Explore this picturesque town from its colonial architectural remnants to the famous Mall. As the 'summer capital' of the British, Shimla saw remarkable building activity during the colonial era and some of the finest structures of that time still stand over its seven hills. Abundant specimens of the Alpine and the Swiss Bavarian chalets, the Norman baronial style and neo Gothic structures validate its likeness to a European town. The famous Mall with its resemblance to an English home county's marketplace has, perhaps, one of the longest stretches of pedestrian shopping anywhere in the world and the town of Shimla also holds what may well be one of the last urban forests ever to be found on our planet.
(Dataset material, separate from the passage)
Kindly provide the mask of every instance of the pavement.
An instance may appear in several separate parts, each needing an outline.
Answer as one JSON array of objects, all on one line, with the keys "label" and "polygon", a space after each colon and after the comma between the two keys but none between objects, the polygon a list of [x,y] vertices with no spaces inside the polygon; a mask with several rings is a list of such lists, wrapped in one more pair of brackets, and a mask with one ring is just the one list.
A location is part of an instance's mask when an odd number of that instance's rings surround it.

Beauty is a plenty also in the hidden trails and picnic spots, in the surrounding forests, nearby villages and the snow capped Himalayan peaks that Shimla offers a panoramic view of. The best way to enjoy Shimla is by walking as the oldest residents would vow and these walks are designed to take you through the town's rich history, heritage and natural beauty.
Resonating with a magnificent past and now mingled with a unique Indian ambience, Shimla, the queen of hill stations is still best discovered on foot and this is the best book you can have to accompany and guide you during these walks. The book describes ten walks in the city and its suburbs and each is steeped in history making it unique and beautiful. Raaja describes the history, tradition, architecture and the flora and fauna of Simla that has been forgotten and overlooked in a most engaging and interesting manner. The book is replete with anecdotes and information which reflects the authors keen interest in the history and essence of modern Simla. No other book can take you through Simla as thoroughly as this one. Written as a walking guide, this book packs much content amid it's otherwise thin covers. A must read for all Simla lovers.
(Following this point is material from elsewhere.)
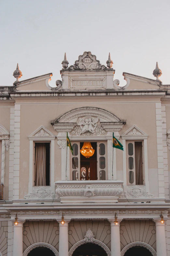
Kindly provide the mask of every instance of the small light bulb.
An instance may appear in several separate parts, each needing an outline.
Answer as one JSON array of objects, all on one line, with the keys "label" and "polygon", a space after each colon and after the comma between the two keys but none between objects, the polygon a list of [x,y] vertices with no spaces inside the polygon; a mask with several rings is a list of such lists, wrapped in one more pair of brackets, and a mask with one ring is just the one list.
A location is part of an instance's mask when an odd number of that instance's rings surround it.
[{"label": "small light bulb", "polygon": [[18,216],[17,216],[17,213],[16,213],[16,215],[15,215],[15,222],[14,223],[15,226],[18,226]]}]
An interesting 'walk' (s) with the author Raaja Bhasin through the picturesque hill station,Shimla and its adjoining suburbs Raaja has wisely included a lot of tips on suitable times, clothes, essentials and other safety measures, while taking these walks. A must for tourists ( though, even the locals can learn a thing or two.)
When the British established footholds on the coasts of India, its heat and dust proved to be quite a challenge which claimed the lives of many early officials. It was only after annexing the interior kingdoms could they gain entry to hill stations which offered a salubrious climate somewhat similar to what they were accustomed to back home. If India was the jewel in the crown, Shimla was the adhesive with which the jewel was affixed on the diadem. There were several such asylums against heat in the Indian heartland, such as Ooty and Kodaikanal in the south and Nainital and Dehra Dun in the north. But Shimla was undoubtedly the queen among them all, which was also the seat of the government during the summer months. The administration transferred its seat, along with paperwork and employees in the month of April every year to Shimla and returned to the plains in October. The viceroys contemplated the decisions which affected a fifth of humanity in the cool and elaborately built mansions in Shimla while the plains sweltered in the scorching heat and drenched in immense sheets of monsoon rain.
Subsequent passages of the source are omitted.